We read with great interest the article of Kacan et al. entitled “Everolimus as an mTOR Inhibitor Suppresses Endometriotic Implants: an Experimental
Rat Study” [1] published in your journal.
The authors surgically induced endometriosis by the autotransplantation of uterine
tissue in the peritoneal cavity of 24 rats. The animals were randomized in three groups,
receiving oral everolimus, oral anastrozole, or intravenous saline solution for 14
days. Histological evaluation was done by the endometriosis score (according to Keenan
et al. [2]) and immunohistochemical examination was performed by using antibodies against vascular
endothelial growth factor (VEGF), CD117 and BAX. The post-treatment analysis of endometriotic
implants revealed that anastrozole and everolimus succeeded in significantly decreasing
their growth and size with no difference in histological and immunohistochemical results
between the two drugs.
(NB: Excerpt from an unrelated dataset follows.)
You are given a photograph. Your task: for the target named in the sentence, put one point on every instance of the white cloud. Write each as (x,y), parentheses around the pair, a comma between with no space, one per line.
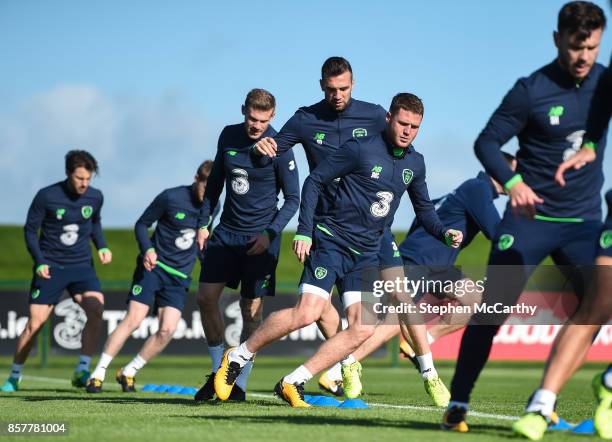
(142,145)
The authors noted at histology that the number of ovarian follicles
was not negatively altered by everolimus, differently from anastrozole that, as evidenced
in literature, tends to decrease it [3].
The rational of the study is based on the evidence of the pivotal role of mTOR in
angiogenesis and growth of endometriotic implants [4]. The results of the therapy are in line with a previous study performed on the animal
model [5], in which Leconte et al. found that also the administration of temsirolimus (intraperitoneal
3 mg/kg), another mTor inhibitor, for 2 weeks led to significant decreases in endometriosis
implants growth.
Although the authors should be congratulated for their laboratory findings, we would
like to raise some concerns on the administration of mTor inhibitors, and in particular
everolimus, in the clinical treatment of endometriosis. Everolimus is approved by
Food and Drug Administration (FDA) for the treatment of advanced tumors, such as advanced
kidney cancer, progressive or metastatic pancreatic or gastrointestinal neuroendocrine
tumors, and it is currently being also evaluated in gynecological cancers. Moreover,
its use is indicated for immunosuppression after solid organ transplant [6].
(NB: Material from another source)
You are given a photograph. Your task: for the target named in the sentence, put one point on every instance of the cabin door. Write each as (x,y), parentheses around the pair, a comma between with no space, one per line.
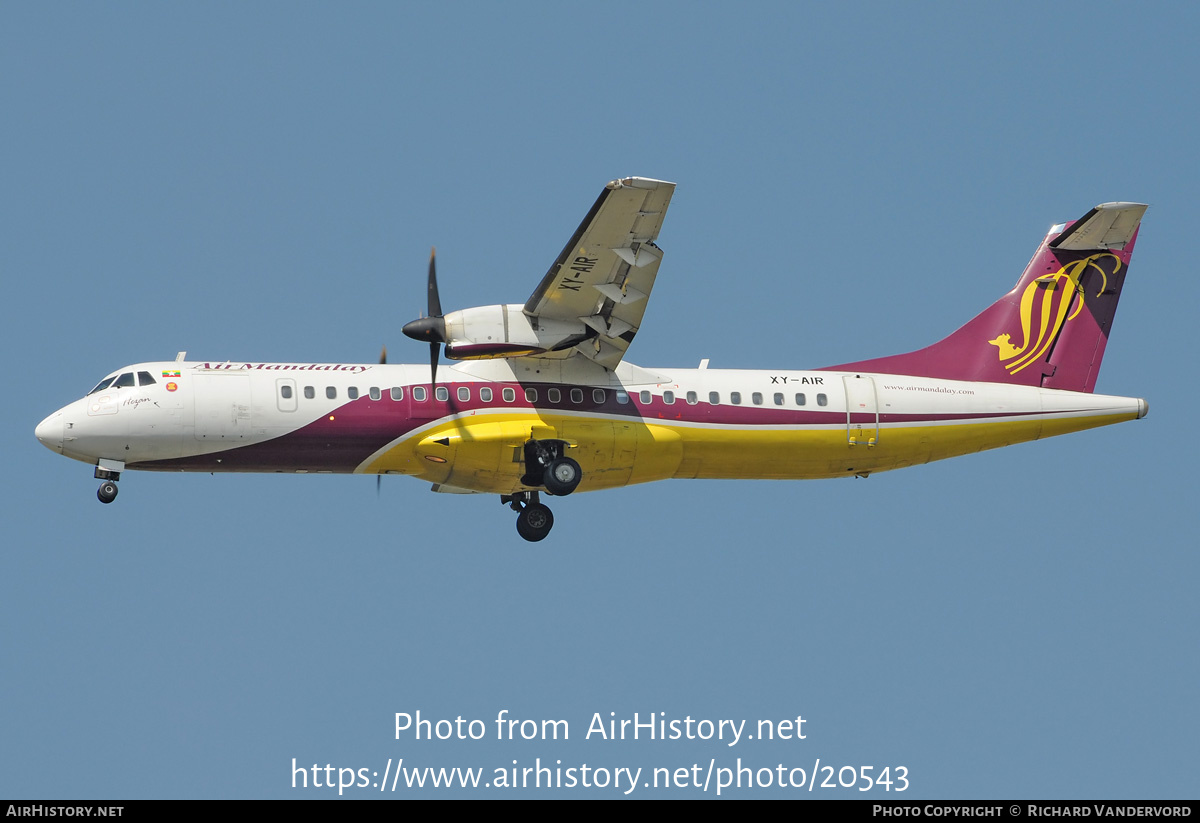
(862,410)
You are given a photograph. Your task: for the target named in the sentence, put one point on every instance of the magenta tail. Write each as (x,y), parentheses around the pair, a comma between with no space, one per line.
(1051,329)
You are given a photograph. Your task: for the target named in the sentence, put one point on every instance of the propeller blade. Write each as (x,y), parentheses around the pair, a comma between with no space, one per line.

Although in oncologic setting it has been reported that patients with specific mutations
(i.e. PIK3A, PTEN) tend to have higher benefit receiving mTor pathway inhibitors,
a first non-negligible problem is that there are no validated predictive biomarkers
for patientsʼ selection and for monitoring drug efficacy [7]. A second concern is related to the fact that in the experiment endometriotic implants
were surgically induced only in peritoneum of rats, and not in other localizations.
Thus, it appears unlikely that drugs acting on angiogenesis-related pathways, such
as mTor, may treat the symptoms caused by large nodules of deep infiltrating endometriosis
(DIE), which are mainly composed of fibromuscular tissue, and may have already been
present for some years.
More importantly, drugs targeting mTor pathway may cause adverse effects [8], including a large variety of metabolic, hematological, respiratory, renal and dermatological
toxicities. These sometime serious side effects explain the notable rate of drug discontinuation
in clinical trials for advanced cancer. Although some of them, such as oral stomatitis
(30 – 60% of patients) or pneumonitis, seem to increase with the dosage of the drug,
the majority are idiosyncratic and unpredictable, and may also occur from days to
years after the beginning of the therapy. These adverse effects may be tolerable in
oncological therapy, where the primary endpoints are disease-free survival and overall
survival, but it appears difficult to accept them in young women with endometriosis
where the goal is improving the quality of life. In fact, endometriosis is a chronic
benign disease that requires a long-term therapy combining clinical efficacy (preventing
recurrence, controlling pain symptoms) with acceptable costs and toxicity. Given this
background, it seems unlikely that everolimus may have a relevant role in the future
treatment of women with endometriosis.